The owner is a lifelong collector and a frequent award winner for his perfin exhibits. It speaks very well that he has recently been invited to join the executive of the Canadian Stamp Dealers Association.
The design and colour scheme of the home page is appealing and efficient. There is a header sporting the company’s promo line “The Perfin Specialists,” accompanied by three icons to the right: Search, Login and Cart.
Interestingly, above these items is an isolated question in small print that is intended to catch attention and leads to another page. The query is, “Did you inherit a stamp collection?” A click on this calls up a well-written and comprehensive solution if a visitor answers “Yes.” Something to keep in mind, since in my experience, there seems to be more and more aging collectors who have no heirs for their precious stamps.
Back at the home page, to the left of a beautiful block of six perforated Bluenose stamps, there is a list of 10 hot links. These include What We Do (what a great title; should be on every business page), Book an Appraisal, News, Want List Services, Search, All Products, Canada Stamps, Canada Perfins, Newfoundland Stamps and Worldwide Stamps.
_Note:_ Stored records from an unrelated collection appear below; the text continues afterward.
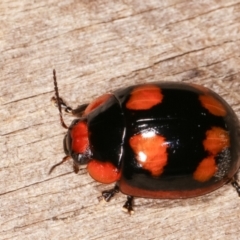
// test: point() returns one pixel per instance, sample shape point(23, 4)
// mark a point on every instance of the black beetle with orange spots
point(159, 140)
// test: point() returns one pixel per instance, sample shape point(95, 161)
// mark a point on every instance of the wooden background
point(98, 46)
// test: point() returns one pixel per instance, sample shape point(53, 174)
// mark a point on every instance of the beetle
point(156, 140)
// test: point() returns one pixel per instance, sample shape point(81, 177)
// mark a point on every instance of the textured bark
point(98, 46)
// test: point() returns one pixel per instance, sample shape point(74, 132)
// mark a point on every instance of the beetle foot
point(108, 194)
point(127, 207)
point(236, 186)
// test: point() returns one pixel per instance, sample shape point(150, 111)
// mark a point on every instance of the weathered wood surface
point(97, 46)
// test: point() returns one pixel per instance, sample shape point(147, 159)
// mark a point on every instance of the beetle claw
point(127, 207)
point(107, 195)
point(236, 186)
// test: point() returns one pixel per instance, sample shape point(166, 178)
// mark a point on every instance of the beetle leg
point(127, 207)
point(236, 185)
point(107, 195)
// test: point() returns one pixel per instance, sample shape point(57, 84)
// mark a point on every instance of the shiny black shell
point(185, 117)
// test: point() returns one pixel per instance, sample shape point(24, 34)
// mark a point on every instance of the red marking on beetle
point(150, 151)
point(216, 140)
point(97, 102)
point(200, 88)
point(144, 97)
point(103, 172)
point(79, 135)
point(206, 169)
point(212, 105)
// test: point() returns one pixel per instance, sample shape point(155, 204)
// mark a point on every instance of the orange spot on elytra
point(206, 169)
point(144, 97)
point(150, 151)
point(212, 105)
point(103, 172)
point(79, 134)
point(97, 102)
point(199, 87)
point(216, 140)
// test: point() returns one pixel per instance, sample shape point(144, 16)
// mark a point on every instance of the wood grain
point(98, 46)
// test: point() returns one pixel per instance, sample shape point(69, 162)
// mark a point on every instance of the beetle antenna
point(66, 158)
point(58, 99)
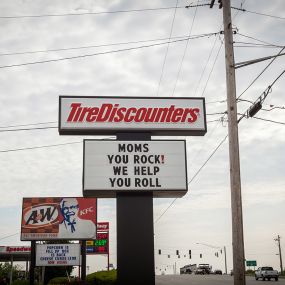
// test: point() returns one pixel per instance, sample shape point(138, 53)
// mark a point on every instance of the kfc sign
point(110, 115)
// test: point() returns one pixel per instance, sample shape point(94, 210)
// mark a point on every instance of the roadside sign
point(251, 263)
point(134, 166)
point(79, 115)
point(98, 246)
point(58, 254)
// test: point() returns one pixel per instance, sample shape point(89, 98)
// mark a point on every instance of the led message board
point(134, 166)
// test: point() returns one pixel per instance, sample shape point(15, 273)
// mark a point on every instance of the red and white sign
point(103, 227)
point(110, 115)
point(52, 218)
point(157, 166)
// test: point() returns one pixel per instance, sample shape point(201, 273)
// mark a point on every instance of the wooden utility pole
point(236, 201)
point(280, 254)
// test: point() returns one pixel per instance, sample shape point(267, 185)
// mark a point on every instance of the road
point(192, 279)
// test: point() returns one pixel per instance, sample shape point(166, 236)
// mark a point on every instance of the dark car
point(200, 271)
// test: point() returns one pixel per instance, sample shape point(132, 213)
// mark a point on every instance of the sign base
point(135, 244)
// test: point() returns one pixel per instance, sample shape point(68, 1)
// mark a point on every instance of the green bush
point(21, 282)
point(102, 278)
point(63, 280)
The What We Do page is a concise and appealing précis of the company services. In a moment, a visitor can see how they operate and how she or he can be helped.
Sliding to the bottom of the home page, we see the common “company contact info” and a link to memberships. Here we learn that Durbano belongs to four other professional organizations besides the CSDA: the British North America Philatelic Society, the USA’s Perfin Club, the U.K.’s Perfins Society and the Philatelic Specialist Society of Canada.
Along with the stock on hand here, there is also a web store on eBay. The items for sale are not just perfins, although that kind of stamp is definitely a major component of the company’s supply.
What a pleasant visit! This site offers a great example of a design intended to streamline the shopping and learning experiences for clients. Send in your want list and they will do the rest for you. There is even a “Chat” connection if you feel the need or are in a hurry.
Returning to the issue of “inheriting a stamp collection” for a moment, one of the important points that Durbano makes is that there are options to consider. Do not rush to decide what to do. There are reliable, trustworthy people to assist you.
First, he recommends visiting the Canadian Stamp Dealers Association website to find a member near you. Some, but not all, buy collections, and many will visit you to appraise them. Sometimes this service is free.
Once you have an idea of the value, you can opt to donate them. The charity group Oxfam is one of the best because the manager, Bill Woodley, runs an auction for stamps, which is attended by dealers and other avid buyers (go to oxfam.ca). But any charity group will gladly take them.
It may be suggested to send a more valuable collection to auction. But usually, you will receive an offer from the person/company with whom you are working. But realistically, this may be disappointing. Watch a few eBay auctions to see the difference between catalogue values and realized cash.
Unless the stamps are very common, and there are literally millions of these, one thing is certain: Store them safely and chances are very good that the value will increase. Durbano has found that a reasonable assessment of most collections can be made within an hour, so he generally does this at no cost if there is not a big distance involved. It takes moments to connect with him.
This site is another excellent example of a superior design with customers in mind. Congratulations to Durbano, and thanks.
Keep well and try to share some stamps with a young person this week.